タートル(および一般的にそれが模倣することを意図している実際のロボット)は、継続的に動作するために安定したコマンドストリームを必要とします。そこで、タートルを動かし、動き続けるには、次のコマンドを使用できます。この引数はYAML構文で入力する必要があることに注意することが重要です。次のように完全なコマンドを入力してください:

bash
$ ros2 topic pub /turtle1/cmd_vel geometry_msgs/msg/Twist "{linear: {x: 2.0, y: 0.0, z: 0.0}, angular: {x: 0.0, y: 0.0, z: 1.8}}"
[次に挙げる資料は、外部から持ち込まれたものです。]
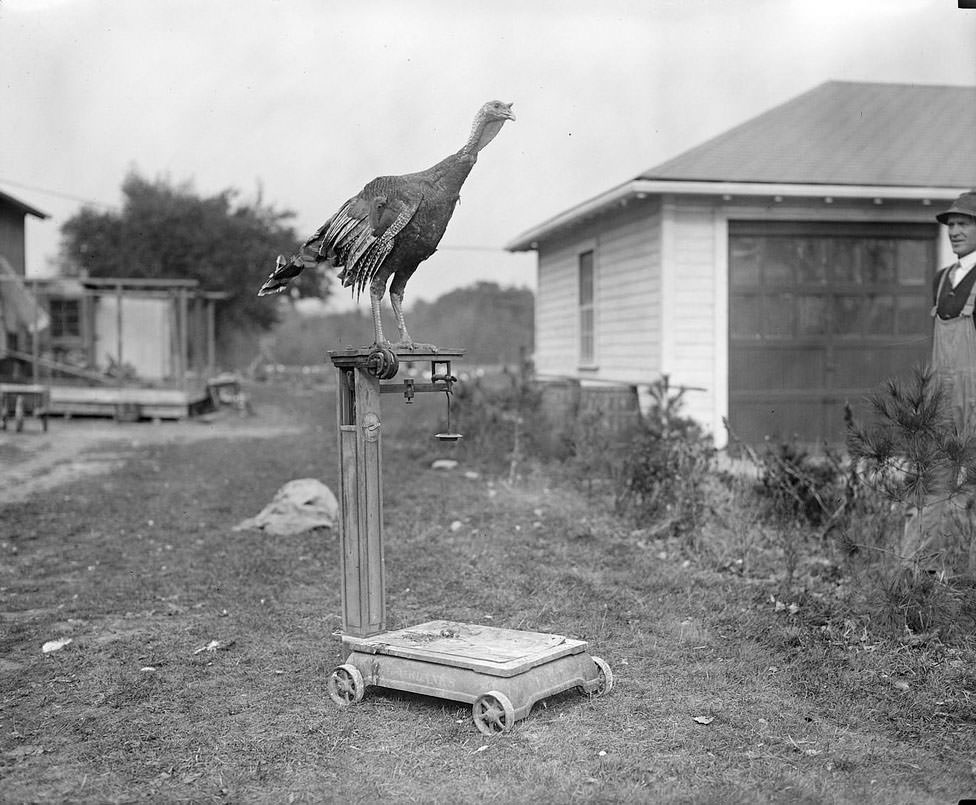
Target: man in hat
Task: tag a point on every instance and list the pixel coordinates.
(954, 326)
(954, 364)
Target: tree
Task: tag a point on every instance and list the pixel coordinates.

コマンドラインオプションがない場合、ros2 topic pubは1Hzで安定したストリームでコマンドを公開します。

pub_stream

(継続的にではなく)一度だけトピックにデータを公開したい場合があります。コマンドを一度だけ公開するには、--onceオプションを追加します。

bash
$ ros2 topic pub --once -w 2 /turtle1/cmd_vel geometry_msgs/msg/Twist "{linear: {x: 2.0, y: 0.0, z: 0.0}, angular: {x: 0.0, y: 0.0, z: 1.8}}"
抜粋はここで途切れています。